This is a simplification based on rigidity, with rigidity always being a simplification, in principle. This was posed because even the analysis of this case was going astray at points in the thread.I believe chestermiller addressed this in his detailed post on a hanging, flaccid noodle. Trying to formulate this result conceptually, I would say as follows:
All objects are really fluid (rigidity is the the limit of extreme viscosity). In this sense, pressure all around the noodle is significant and the noodle exterior portion treated as fluid propagates the outside pressure to the aperture, while the noodle interior portion propagates the interior pressure. There is thus a pressure difference across the aperture within the noodle. This leads to 'flow' of the noodle, with cohesion propagating this force as tension over the length of the noodle.
Note, this more complete model even explains various dynamics. For example, the rate of acceleration of a rigid rod would be given by pressure difference times aperture area divided by mass of the whole rod, and this acceleration would remain constant in the absence of friction until the whole rod crossed the aperture.

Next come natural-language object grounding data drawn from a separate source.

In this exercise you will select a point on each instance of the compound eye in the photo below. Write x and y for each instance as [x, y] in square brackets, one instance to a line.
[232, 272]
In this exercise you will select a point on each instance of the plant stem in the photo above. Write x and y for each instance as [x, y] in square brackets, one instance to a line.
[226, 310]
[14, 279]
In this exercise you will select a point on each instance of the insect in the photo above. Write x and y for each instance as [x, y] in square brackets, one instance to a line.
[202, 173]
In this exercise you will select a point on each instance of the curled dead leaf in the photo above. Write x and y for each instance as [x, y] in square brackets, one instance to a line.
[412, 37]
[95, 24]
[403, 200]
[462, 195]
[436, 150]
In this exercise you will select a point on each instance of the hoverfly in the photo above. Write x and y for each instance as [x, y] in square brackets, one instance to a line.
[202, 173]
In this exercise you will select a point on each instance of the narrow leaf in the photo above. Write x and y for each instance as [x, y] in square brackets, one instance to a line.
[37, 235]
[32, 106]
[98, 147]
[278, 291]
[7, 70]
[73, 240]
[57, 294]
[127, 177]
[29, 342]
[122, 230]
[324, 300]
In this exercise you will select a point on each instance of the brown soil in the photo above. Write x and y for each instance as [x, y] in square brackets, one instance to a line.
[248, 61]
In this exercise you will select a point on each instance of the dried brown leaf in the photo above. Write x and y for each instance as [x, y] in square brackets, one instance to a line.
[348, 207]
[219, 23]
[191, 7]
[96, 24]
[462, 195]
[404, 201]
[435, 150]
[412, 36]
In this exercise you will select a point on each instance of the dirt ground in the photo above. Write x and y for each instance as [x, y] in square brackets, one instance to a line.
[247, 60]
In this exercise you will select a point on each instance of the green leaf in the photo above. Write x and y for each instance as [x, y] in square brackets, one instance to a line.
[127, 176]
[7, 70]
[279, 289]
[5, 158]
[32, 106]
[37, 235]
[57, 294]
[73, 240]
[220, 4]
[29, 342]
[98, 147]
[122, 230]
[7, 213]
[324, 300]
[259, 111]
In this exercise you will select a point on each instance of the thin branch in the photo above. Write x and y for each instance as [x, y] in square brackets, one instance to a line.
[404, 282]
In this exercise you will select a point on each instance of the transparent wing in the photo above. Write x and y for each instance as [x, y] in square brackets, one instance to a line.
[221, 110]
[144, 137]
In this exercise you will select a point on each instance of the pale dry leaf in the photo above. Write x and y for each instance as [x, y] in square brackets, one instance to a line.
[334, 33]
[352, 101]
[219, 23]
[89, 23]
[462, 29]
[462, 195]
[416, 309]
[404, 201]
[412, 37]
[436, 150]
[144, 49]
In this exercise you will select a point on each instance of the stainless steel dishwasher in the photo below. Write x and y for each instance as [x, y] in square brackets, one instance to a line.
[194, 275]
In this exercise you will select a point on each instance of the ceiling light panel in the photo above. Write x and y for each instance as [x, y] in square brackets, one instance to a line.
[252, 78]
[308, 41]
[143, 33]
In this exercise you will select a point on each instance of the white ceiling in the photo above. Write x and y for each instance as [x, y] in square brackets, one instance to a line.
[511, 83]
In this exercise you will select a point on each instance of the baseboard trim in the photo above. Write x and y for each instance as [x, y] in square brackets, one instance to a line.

In the case of a noodle, the acceleration would be greater because the whole of interior noodle does not have to be moved, and as the portion moving into the cavity increases in speed, the noodle inside will buckle; thus not all of it needs to be moved. Thus the acceleration will be pressure times aperture area divided by (mass of noodle outside the aperture plus some fractional part of mass inside the noodle that would be complex to model). Thus, until friction becomes significant, the rate of acceleration of noodle will tend to increase.
Consider also a hanging noodle with weight attached such that the whole thing is static (similar to chestermiller's analysis except that the weight outside isn't all due to noodle). In this static case, the exterior noodle is under tension such that at the aperture the tension matches the force from pressure difference. When the weight is cut, a tension release wave propagates at the speed of sound to the aperture at which point the noodle begins to move.